A Polícia Civil anunciou, na tarde de quarta-feira, 7, a prisão de um dos três partícipes do latrocínio da costureira Maria Aparecida Gonçalves, 65, morta na madrugada do dia 26 de outubro, na casa dela, no Jardim Ternura. Vagner Vieira Pinto, 27, recebeu voz de prisão na tarde de terça-feira, 6. Segundo o delegado titular do município, José Alexandre Garcia Andreucci, responsável pelo caso, o suspeito teria chorado ao ser comunicado da prisão.
A detenção dele ocorreu por conta de mandado de prisão expedido pela Justiça. De acordo com o titular, o juizado local entendeu que Pinto teria participação no crime. A aposentada foi assassinada, segundo concluiu o inquérito policial, pelo próprio namorado, José Marcos de Oliveira, 41, o “Mamão”.
No decorrer das investigações do latrocínio (roubo seguido de morte), a PC incluiu um menor de idade, de 17 anos, como participante. O adolescente teria entrado na residência da aposentada, junto com o namorado dela. “Nós comprovamos a participação do adolescente”, afirmou Andreucci, que chefiou as investigações.
Pinto, por sua vez, teria ficado do lado de fora da casa da costureira. “Ele deu cobertura para que os dois pudessem praticar o crime”, comentou o titular. O suspeito havia prestado depoimento no final do mês passado. Na ocasião, ele negou que tivesse participado do crime, declarando que estava “no lugar errado e na hora errada” e que não se conformava com a tragédia.
Pinto afirmou, também, que conhecia a vítima e que Maria Aparecida dava “toda a liberdade para o principal acusado”, “Mamão”. De acordo com inquérito policial, ele manteria um relacionamento amoroso com a aposentada. “O suspeito contou que Mamão sempre recebia dinheiro da vítima e que, inclusive, tinha o segredo do alarme da casa dela”, relatou Andreucci.
A mulher chegou a dar seu veículo particular, um Corsa, para o namorado. “A informação que temos é de que ele, posteriormente, vendeu o automóvel para pagar dívida de drogas”, destacou o delegado.

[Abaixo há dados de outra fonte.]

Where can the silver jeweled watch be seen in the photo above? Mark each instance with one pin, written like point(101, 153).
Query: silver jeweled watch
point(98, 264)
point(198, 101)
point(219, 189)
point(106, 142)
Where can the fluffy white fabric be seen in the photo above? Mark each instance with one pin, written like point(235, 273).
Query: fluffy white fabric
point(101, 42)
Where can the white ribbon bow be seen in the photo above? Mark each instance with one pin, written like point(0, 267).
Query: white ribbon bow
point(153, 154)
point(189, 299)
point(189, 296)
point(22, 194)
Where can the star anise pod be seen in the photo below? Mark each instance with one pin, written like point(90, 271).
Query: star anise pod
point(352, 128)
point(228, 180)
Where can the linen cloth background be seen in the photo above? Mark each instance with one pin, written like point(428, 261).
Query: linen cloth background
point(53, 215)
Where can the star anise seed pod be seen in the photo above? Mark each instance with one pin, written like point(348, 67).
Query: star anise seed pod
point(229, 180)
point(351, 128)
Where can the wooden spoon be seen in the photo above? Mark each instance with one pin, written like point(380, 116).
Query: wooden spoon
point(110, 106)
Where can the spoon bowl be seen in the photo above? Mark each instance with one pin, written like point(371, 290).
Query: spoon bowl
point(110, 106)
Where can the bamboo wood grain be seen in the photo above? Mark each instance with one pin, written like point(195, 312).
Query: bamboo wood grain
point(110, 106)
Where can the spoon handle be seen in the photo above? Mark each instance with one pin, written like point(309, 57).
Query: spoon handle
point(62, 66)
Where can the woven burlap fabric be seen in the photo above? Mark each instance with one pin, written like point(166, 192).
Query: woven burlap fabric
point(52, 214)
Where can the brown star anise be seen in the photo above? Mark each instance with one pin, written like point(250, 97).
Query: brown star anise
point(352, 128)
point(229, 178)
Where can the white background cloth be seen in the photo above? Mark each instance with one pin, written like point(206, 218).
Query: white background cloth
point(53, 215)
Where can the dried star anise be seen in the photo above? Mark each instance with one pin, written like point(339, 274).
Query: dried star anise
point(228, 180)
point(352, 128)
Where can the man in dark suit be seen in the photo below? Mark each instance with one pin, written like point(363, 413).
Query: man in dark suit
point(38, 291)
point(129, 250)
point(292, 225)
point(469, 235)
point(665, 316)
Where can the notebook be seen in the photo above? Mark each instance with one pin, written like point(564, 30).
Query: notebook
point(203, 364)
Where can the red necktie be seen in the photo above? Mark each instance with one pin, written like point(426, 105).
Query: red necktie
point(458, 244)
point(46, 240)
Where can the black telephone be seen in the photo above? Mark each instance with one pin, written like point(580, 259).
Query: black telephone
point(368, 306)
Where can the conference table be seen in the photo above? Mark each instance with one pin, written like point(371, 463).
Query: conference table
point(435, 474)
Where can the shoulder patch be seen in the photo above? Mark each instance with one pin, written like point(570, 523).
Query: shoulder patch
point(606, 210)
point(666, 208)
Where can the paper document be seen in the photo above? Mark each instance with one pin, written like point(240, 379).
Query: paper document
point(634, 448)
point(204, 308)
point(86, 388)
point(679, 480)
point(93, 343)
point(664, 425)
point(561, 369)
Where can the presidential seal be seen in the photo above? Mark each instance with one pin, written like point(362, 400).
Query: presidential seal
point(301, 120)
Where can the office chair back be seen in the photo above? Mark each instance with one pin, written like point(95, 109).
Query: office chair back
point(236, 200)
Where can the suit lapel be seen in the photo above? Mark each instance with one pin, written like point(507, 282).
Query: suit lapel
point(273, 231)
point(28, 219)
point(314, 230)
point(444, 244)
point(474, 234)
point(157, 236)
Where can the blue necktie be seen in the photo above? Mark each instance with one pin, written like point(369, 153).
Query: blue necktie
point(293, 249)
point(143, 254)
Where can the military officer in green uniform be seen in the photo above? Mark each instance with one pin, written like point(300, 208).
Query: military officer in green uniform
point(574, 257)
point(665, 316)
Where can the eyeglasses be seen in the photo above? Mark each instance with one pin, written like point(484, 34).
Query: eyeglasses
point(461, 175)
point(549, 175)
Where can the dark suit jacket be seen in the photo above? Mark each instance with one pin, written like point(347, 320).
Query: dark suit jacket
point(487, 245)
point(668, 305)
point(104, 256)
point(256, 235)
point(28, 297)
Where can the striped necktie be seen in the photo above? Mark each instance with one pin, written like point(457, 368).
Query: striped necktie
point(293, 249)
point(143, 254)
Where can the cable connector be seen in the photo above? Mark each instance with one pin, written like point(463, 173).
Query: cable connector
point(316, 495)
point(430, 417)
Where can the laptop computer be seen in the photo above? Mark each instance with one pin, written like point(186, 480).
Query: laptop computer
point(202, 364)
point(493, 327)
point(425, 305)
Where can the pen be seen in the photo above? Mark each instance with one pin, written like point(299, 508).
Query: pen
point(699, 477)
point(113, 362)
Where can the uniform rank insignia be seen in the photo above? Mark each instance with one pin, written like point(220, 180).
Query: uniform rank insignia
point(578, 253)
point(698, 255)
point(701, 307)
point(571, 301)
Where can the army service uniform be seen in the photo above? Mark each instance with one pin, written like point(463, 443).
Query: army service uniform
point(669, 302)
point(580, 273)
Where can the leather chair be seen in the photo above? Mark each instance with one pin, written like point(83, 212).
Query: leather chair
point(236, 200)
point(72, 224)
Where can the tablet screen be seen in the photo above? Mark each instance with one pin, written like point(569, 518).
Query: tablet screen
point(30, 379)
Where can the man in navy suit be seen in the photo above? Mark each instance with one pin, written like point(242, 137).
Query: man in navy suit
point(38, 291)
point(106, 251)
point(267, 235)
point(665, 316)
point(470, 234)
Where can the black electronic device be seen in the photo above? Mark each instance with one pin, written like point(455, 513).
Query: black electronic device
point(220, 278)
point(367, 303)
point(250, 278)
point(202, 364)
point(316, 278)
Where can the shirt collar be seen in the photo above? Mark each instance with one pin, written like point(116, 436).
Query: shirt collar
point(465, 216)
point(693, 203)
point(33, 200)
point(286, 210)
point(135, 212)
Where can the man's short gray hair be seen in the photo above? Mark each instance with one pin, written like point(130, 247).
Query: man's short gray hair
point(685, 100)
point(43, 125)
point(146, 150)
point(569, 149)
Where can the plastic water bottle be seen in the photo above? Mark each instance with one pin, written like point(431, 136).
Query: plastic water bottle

Nessa mesma época, a aposentada entregou R$ 1.000 para que Oliveira pudesse resgatar o carro.
“Ele frisou que não sabia que a aposentada seria morta e confessou, espontaneamente, sua participação nos fatos”, destacou Andreucci. Ainda assim, o delegado fez a representação pela prisão temporária dele, pedido aceito pelo Judiciário local que determinou, também, a custódia do menor. O adolescente havia sido localizado na cidade de Rio Claro, ainda em novembro.
Além da temporária, Andreucci solicitou a prisão preventiva de Oliveira e Pinto. O objetivo é que os dois, mais o menor que deverá permanecer custodiado, aguardem os julgamentos presos. A pena para o crime varia de 12 a 30 anos de reclusão. A sentença, no entanto, vai depender da participação de cada um no crime. “Esta possibilidade está prevista no CPB (Código Penal Brasileiro), que adota o princípio que cada um está sujeito à conduta que teve. Então, a pena é proporcional aos atos”, argumentou.
Como Pinto não teria entrado na casa da vítima (ele ficou do lado de fora), a participação dele é “subjetiva”. “Tanto a culpa como a inocência são subjetivas. Ele vai ter que provar que não sabia que haveria um homicídio”, explicou o delegado.
Caso consiga convencer o juiz de que não sabia e não teve participação (nem ativa e nem passiva), ele pode ser condenado a uma pena menor, ou, até mesmo, ser absolvido. De acordo com Andreucci, existe uma terceira possibilidade: Pinto poderá virar testemunha de acusação contra os outros dois participantes (o menor e o namorado da costureira).
Os três serão julgados por juiz singular (juiz de 1a instância, responsável pela jurisdição) e não pelo tribunal do júri, quando há jurados. A sentença, neste tipo de julgamento, costuma ser, conforme Andreucci, mais severa. “Eles deverão ser julgados de uma só vez, a não ser que um advogado peça um desmembramento, o que não deve ocorrer”, explicou o titular.